The jobs that might remain solely the domain of humans:

Visual arts
Expect to see the value of visual artists, especially the absurdly abstract post-modernists, go up.

Family doctors
People crave that human touch when bad news is being delivered.

Fiction literature
Entertaining works of fiction seem beyond the ability of even advanced AIs. Key word: seem. A horribly written piece of trash like ‘Fifty Shades of Gray’ could be vomited by an algorithm coded by bindi hacks.

Acting
An emotive cyborg would have to first cross the uncanny valley threshold before the public will entertain it as a human actor substitute. Possible, but unlikely.

Sales
Face-to-face human contact to move product is irreplaceable. Can’t see this changing, even out to the distant future.
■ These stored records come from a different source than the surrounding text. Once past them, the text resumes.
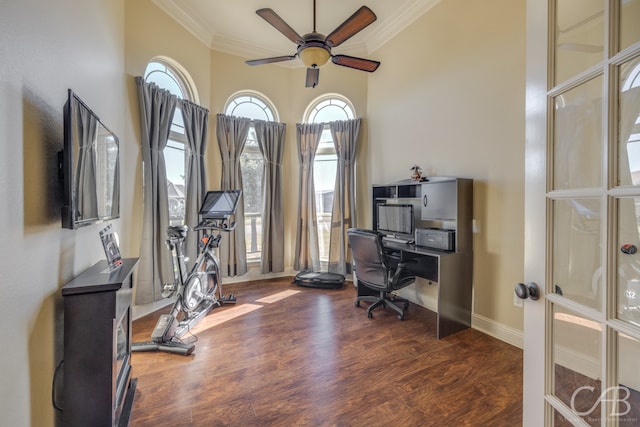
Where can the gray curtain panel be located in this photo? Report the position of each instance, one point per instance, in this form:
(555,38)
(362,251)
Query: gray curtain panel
(86,132)
(307,253)
(196,124)
(270,136)
(156,114)
(343,216)
(232,134)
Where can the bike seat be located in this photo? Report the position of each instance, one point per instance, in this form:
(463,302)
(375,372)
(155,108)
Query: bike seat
(177,231)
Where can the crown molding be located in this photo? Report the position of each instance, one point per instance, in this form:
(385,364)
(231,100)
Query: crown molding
(384,32)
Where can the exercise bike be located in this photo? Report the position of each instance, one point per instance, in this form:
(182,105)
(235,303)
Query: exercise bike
(199,290)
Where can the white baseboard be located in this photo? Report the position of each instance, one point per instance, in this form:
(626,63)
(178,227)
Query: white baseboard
(497,330)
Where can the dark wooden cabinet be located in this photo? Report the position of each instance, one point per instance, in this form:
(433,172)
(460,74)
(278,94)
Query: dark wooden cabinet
(98,387)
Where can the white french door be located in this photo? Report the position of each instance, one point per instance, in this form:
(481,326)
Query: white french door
(582,213)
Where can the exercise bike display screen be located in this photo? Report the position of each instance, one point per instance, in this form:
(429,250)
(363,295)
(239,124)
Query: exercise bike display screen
(220,204)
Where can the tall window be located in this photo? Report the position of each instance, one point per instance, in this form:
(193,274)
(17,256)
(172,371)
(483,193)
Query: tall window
(169,76)
(254,106)
(325,109)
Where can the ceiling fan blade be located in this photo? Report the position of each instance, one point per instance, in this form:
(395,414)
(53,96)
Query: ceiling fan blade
(313,75)
(357,63)
(278,23)
(270,60)
(355,23)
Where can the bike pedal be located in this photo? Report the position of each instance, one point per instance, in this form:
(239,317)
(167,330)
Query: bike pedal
(231,299)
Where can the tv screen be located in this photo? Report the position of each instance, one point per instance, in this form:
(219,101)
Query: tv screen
(89,167)
(395,219)
(220,204)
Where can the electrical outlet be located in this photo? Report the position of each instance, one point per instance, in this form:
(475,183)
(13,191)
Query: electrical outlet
(517,301)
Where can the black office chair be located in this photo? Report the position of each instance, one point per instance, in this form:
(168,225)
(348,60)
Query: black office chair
(378,271)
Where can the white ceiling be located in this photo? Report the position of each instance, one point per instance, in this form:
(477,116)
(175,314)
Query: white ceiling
(232,26)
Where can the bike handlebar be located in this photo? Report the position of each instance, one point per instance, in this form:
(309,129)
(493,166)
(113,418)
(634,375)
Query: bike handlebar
(214,224)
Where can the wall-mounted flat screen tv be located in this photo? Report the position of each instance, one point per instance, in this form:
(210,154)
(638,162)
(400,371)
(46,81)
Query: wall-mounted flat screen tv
(89,167)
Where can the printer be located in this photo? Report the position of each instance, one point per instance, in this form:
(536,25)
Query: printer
(436,238)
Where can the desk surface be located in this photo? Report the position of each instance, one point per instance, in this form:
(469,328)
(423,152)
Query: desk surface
(413,248)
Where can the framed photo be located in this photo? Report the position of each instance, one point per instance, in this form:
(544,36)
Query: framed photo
(111,249)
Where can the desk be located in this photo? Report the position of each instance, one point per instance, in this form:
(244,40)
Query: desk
(451,271)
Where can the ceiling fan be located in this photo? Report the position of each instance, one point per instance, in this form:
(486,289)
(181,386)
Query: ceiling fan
(314,49)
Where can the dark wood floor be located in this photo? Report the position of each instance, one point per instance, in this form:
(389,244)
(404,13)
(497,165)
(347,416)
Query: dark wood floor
(312,358)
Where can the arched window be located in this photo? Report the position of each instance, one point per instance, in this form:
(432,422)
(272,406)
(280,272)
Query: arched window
(325,109)
(171,76)
(255,106)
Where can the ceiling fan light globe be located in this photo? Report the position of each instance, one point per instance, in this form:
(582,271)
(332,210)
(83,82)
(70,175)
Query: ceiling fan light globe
(314,56)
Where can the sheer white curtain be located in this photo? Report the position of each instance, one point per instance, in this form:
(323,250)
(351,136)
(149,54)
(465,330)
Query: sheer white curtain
(307,253)
(270,136)
(343,215)
(156,114)
(232,134)
(196,122)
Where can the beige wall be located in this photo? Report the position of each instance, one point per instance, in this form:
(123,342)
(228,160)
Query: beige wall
(46,48)
(450,96)
(217,76)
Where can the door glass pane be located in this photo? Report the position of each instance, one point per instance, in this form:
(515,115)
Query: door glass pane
(629,123)
(628,283)
(629,18)
(579,35)
(578,137)
(559,420)
(577,272)
(627,404)
(577,363)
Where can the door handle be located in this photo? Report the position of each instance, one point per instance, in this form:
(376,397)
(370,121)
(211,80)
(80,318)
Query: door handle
(530,290)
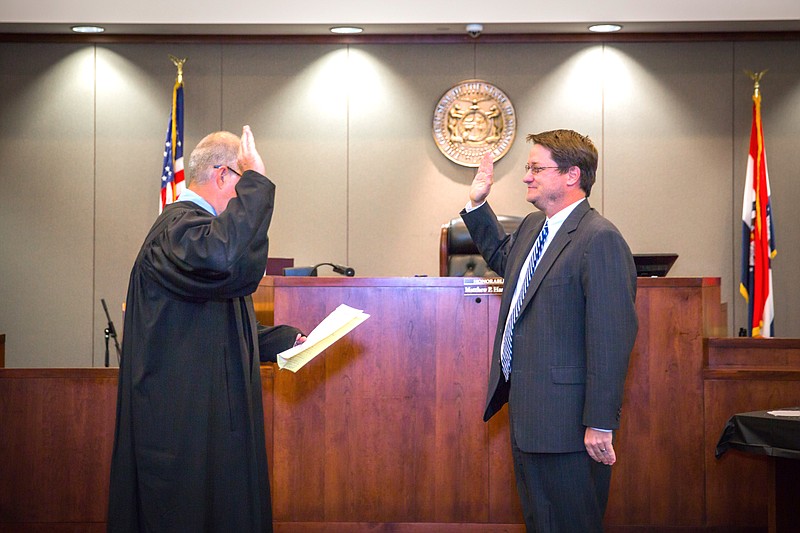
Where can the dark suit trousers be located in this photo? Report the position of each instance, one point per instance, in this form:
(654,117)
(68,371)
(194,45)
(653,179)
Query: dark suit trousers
(561,492)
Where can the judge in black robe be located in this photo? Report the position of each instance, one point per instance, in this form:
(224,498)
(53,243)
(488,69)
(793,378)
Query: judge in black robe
(189,446)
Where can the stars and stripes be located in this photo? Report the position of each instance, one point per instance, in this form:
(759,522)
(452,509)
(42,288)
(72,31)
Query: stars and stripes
(172,171)
(758,237)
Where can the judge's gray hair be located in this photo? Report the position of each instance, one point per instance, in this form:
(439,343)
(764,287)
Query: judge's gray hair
(218,148)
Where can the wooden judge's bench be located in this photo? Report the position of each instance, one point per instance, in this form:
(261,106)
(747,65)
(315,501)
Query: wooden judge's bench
(384,430)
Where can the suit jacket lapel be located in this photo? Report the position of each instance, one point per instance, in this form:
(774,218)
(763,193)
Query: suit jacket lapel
(561,239)
(515,270)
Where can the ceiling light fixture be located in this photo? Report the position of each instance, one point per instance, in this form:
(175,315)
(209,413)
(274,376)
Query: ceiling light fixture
(88,29)
(605,28)
(346,29)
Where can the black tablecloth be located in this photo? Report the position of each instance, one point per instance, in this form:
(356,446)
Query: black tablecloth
(762,433)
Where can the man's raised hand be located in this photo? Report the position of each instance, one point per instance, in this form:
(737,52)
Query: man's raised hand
(482,183)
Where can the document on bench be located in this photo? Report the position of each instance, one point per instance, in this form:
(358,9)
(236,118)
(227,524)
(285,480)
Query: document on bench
(333,327)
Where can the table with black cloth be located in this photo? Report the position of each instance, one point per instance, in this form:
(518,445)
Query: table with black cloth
(778,437)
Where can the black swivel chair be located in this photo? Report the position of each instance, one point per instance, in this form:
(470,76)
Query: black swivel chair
(458,255)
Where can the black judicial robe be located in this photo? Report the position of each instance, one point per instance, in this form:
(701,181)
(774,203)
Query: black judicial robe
(189,446)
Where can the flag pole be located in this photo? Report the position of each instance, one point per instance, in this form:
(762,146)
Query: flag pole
(756,77)
(179,65)
(172,177)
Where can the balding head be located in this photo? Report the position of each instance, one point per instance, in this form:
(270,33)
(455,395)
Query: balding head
(218,148)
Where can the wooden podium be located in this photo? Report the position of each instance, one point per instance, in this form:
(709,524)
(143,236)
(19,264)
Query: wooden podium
(386,426)
(384,430)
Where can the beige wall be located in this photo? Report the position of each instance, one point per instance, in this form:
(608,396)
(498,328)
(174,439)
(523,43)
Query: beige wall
(346,133)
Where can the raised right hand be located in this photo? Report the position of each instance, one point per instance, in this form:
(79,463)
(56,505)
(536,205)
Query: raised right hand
(249,158)
(482,184)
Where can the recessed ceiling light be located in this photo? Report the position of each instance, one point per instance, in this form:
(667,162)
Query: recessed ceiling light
(88,29)
(346,29)
(605,28)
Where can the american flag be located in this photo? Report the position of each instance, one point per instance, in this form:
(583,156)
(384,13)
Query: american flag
(758,237)
(172,171)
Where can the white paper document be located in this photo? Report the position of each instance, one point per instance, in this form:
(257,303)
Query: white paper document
(333,327)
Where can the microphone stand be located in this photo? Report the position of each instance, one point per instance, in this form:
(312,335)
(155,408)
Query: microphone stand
(110,332)
(339,269)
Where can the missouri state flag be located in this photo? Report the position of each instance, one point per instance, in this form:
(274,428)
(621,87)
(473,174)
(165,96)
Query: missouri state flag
(758,237)
(172,170)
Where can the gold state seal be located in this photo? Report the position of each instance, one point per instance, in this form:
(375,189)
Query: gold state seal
(471,119)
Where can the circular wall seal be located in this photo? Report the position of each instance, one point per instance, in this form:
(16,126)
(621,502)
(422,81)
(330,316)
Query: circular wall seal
(471,119)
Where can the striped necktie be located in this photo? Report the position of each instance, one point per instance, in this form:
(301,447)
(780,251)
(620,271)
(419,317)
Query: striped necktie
(508,333)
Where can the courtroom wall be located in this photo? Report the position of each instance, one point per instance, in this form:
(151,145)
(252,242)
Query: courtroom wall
(346,134)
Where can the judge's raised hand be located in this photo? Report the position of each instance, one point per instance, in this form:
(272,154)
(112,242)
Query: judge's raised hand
(482,183)
(249,158)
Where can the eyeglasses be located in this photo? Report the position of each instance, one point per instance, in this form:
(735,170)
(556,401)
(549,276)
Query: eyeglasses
(229,168)
(536,170)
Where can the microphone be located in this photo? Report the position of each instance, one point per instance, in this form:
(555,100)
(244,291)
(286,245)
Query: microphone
(344,270)
(312,271)
(110,333)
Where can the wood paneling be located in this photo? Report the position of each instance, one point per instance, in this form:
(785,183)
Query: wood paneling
(386,426)
(57,431)
(658,479)
(744,375)
(384,431)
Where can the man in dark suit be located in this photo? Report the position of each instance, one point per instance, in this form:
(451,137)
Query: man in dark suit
(565,332)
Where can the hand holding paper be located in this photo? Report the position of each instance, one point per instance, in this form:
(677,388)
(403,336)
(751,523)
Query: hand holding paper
(336,325)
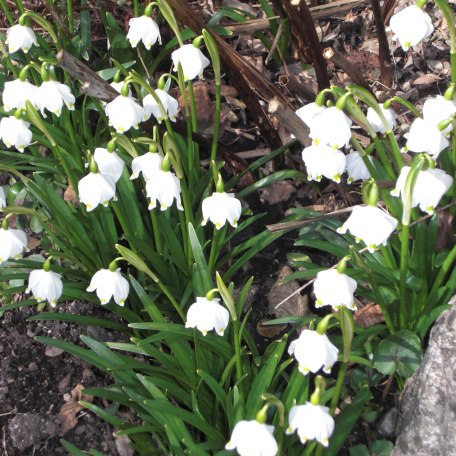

Small arts and crafts kiosk operators and SWPL cooking class instructors
This kind of “work” will linger as a human outpost, not because robots can’t do it, but because it will self-select for consumers who want to purchase from real humans.

Notably not on the list:
Prostitution. Sexbots will horn in on that market.
Marketing. Optimists like Cheap Chalupas talk about marketing being the next big frontier of mass human employment, but computer algorithms could easily take over such tasks. Plus, how much value transference can an economy sustain before it implodes from lack of substantive underpinning?
Engineering/law/accounting/finance. The true leap from human to robot will occur when robots can innovate as well as very creative humans in these fields.
Cops/Military. How different are drones from Robocop, anyhow?

The point of this post is to remind readers that soon, perhaps sooner than is comfortable for most people, the availability of paid work will be extremely limited and job requirements for that fulfilling paid employment highly selective. A small sliver of incredibly talented or high IQ people will have real jobs in the far future. Everyone else will be hooked to pleasure tubes or self-delivering from a wretchedly banal existence. ♥♥♥

UPDATE

Martin Ford wrote a book called “The Lights in the Tunnel” in which he reaches the same conclusion as CH: soon, our robot overlords will push us out of jobs requiring mental acumen as well as physical strength. Humans are about to be displaced from the labor market. The future is looking: 1. dystopian 2. stratified 3. culled. Pick your poison.

PS For the Pollyanna-ish anti-Luddites out there, the automobile created a lot of jobs, but it also put a lot of horses out of business. Think of humanity now as the equivalent of a horse relative to the advanced AI which is coming down the pike.